DAY 1000 - DECEMBER 9, 2013

 

Foreign fighters on both ends of the conflict flood into Syria, hoping to turn the tides in a country where little more than rubble is left of most cities. A family of 150 Kazakh jihadists, including women and small children, arrive in northern Syria to try to help topple the regime of embattled President Bashar Al Assad. Meanwhile, a team of Russian mercenaries, beholden to Assad, is discovered to have operated near an oil field in Deir Ez Zor after an ISIS member discovers a foreign ID card accidentally left behind. As the winter months approach, disease, malnutrition and starvation affect those Syrian citizens that have not evacuated the country. Polio, a virus that has been eradicated in the United States for over 25 years, surfaces in Deir Ez Zor, Damascus, and Aleppo. The Syrian government meets the first deadline for disposing of their chemical weapons with all of their manufacturing facilities being successfully dismantled. However, the Organization for the Prohibition of Chemical Weapons says that although they have located most of Assad's stockpiles, the complex instability in places like Homs has made it difficult to verify if clusters of Mustard, VX, and Sarin gas still exist amidst the daily firefights. ISIS soldiers continue to push westward against the Free Syrian Army, eventually taking control of Bab Al Hawa, the Turkish border crossing that was both a FSA stronghold and a transport lifeline for foreign arms and medical supplies. The UN and other international organizations, unable to verify mounting fatality figures in Syria, start to abandon their death toll tallies. The numbers continue to soar while the identities of the deceased gradually disappear, namelessly, without reason or record. 

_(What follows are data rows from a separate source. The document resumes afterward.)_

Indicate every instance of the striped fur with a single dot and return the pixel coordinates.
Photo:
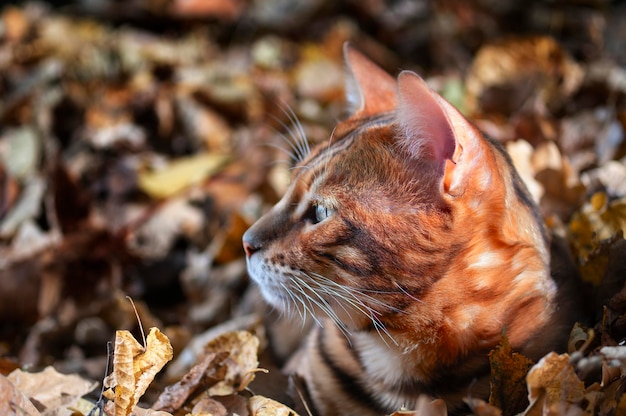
(413, 242)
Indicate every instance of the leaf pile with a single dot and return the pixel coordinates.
(139, 140)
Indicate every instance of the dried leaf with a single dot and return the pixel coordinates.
(180, 174)
(203, 375)
(241, 363)
(52, 390)
(135, 367)
(262, 406)
(508, 375)
(553, 385)
(13, 401)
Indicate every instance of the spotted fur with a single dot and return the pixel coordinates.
(414, 244)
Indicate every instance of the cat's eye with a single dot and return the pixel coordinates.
(321, 213)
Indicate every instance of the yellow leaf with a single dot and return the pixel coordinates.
(262, 406)
(180, 174)
(134, 367)
(553, 385)
(508, 375)
(241, 363)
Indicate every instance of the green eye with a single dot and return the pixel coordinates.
(321, 213)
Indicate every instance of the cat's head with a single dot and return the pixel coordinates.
(403, 194)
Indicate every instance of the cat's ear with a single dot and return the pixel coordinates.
(369, 89)
(433, 128)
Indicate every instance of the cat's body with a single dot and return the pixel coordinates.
(415, 238)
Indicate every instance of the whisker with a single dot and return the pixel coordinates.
(299, 134)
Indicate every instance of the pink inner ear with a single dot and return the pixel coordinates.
(370, 90)
(427, 128)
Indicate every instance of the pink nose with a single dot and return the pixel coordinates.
(249, 249)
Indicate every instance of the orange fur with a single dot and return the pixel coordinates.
(414, 235)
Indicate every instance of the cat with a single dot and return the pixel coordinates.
(414, 243)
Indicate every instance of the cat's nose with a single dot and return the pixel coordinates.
(249, 249)
(248, 245)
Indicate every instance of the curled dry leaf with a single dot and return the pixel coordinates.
(180, 174)
(508, 374)
(481, 408)
(262, 406)
(553, 385)
(53, 391)
(13, 401)
(510, 74)
(208, 371)
(425, 406)
(241, 363)
(134, 367)
(593, 230)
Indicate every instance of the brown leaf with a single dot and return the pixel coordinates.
(508, 374)
(241, 363)
(13, 401)
(201, 376)
(135, 367)
(553, 385)
(262, 406)
(52, 390)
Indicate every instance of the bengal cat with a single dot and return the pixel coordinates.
(412, 240)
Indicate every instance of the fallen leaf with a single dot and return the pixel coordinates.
(54, 392)
(208, 371)
(134, 367)
(508, 375)
(13, 401)
(553, 385)
(180, 174)
(241, 363)
(262, 406)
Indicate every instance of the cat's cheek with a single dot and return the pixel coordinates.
(266, 280)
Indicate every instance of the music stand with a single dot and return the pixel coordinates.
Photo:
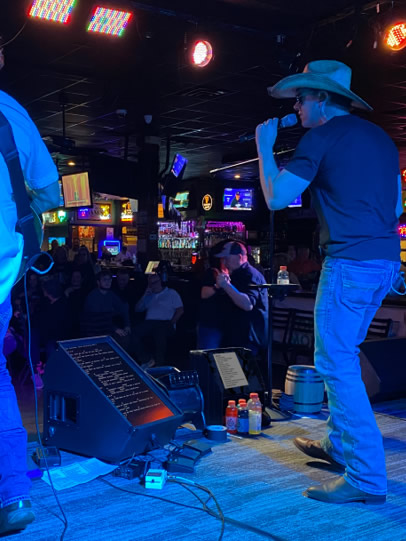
(275, 291)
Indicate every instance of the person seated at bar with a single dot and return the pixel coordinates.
(127, 289)
(123, 256)
(75, 296)
(61, 267)
(246, 317)
(84, 263)
(52, 324)
(104, 312)
(282, 259)
(163, 307)
(213, 304)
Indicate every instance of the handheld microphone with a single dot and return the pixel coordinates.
(285, 122)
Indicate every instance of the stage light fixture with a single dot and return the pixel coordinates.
(52, 10)
(395, 36)
(202, 53)
(109, 21)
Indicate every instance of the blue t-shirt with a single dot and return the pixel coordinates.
(39, 172)
(353, 167)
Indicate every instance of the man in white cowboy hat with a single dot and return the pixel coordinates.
(351, 168)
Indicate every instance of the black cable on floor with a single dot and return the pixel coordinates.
(64, 520)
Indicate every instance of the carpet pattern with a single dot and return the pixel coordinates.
(258, 482)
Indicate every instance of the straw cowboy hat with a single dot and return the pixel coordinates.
(329, 75)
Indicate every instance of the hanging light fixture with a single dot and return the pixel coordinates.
(52, 10)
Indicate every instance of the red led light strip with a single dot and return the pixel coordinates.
(52, 10)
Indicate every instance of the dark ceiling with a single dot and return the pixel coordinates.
(106, 85)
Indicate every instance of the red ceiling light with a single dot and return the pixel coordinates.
(202, 53)
(109, 21)
(395, 36)
(52, 10)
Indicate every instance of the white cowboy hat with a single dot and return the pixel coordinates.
(329, 75)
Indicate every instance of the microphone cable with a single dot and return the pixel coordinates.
(64, 520)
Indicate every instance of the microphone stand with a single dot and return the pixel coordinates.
(279, 292)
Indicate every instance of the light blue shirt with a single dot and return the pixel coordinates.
(39, 171)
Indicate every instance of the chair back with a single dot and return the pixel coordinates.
(379, 328)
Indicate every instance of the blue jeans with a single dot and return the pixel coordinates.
(14, 483)
(348, 296)
(209, 337)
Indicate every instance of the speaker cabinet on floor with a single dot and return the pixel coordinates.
(98, 402)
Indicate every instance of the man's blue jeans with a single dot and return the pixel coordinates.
(14, 483)
(349, 294)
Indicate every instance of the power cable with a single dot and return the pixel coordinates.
(64, 520)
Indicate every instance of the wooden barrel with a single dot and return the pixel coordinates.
(306, 386)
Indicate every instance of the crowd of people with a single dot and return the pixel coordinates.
(81, 298)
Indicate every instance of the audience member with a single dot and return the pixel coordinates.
(83, 262)
(246, 319)
(61, 268)
(74, 250)
(163, 307)
(213, 303)
(104, 312)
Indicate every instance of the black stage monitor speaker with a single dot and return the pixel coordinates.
(98, 402)
(220, 379)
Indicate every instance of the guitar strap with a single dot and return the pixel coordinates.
(25, 218)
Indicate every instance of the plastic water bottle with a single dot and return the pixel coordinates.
(240, 402)
(231, 417)
(283, 276)
(243, 419)
(254, 414)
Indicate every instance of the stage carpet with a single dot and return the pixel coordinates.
(258, 483)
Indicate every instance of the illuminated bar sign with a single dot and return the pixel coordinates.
(403, 178)
(126, 212)
(100, 212)
(109, 21)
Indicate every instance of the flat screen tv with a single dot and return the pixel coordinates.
(237, 199)
(181, 200)
(76, 190)
(296, 202)
(178, 165)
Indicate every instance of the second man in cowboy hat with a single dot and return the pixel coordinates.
(351, 168)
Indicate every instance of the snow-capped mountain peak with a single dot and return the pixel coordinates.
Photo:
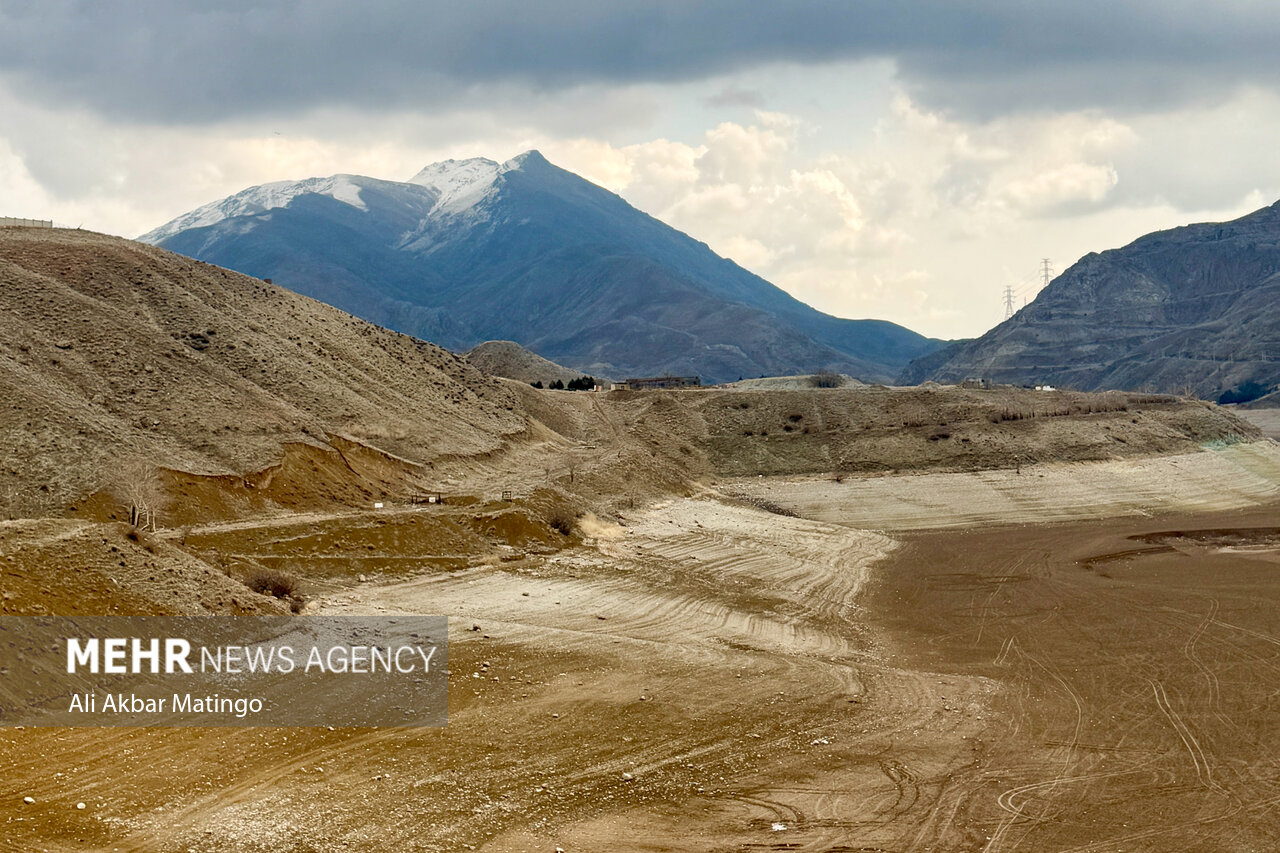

Back in New York, you are nominated for several reporting awards per your work in Syria. You are one of the only journalists who remained in the country for nearly the entire duration of the conflict. In the subway you look around at people on their phones, talking to each other, laughing. You observe the quality of life in which they all live, how it is so drastically different in places like Aleppo and Homs, how they can't even begin to understand. You are asked to speak at a handful of fundraisers, several liberal arts colleges, and the Overseas Press Club Awards. You agree to do some out of respect but decline the majority. You think about all the people whose names will eventually be forgotten as more and more are killed in Syria and you think about how strange it is that you somehow like it better there in the shit than you do here, in the city so nice they named it twice. Really all you are thinking about now is how it's too hard to walk around, to assimilate back into society. All you are thinking about, really, is when you will fly back to Beirut and then how you will never come back here ever again.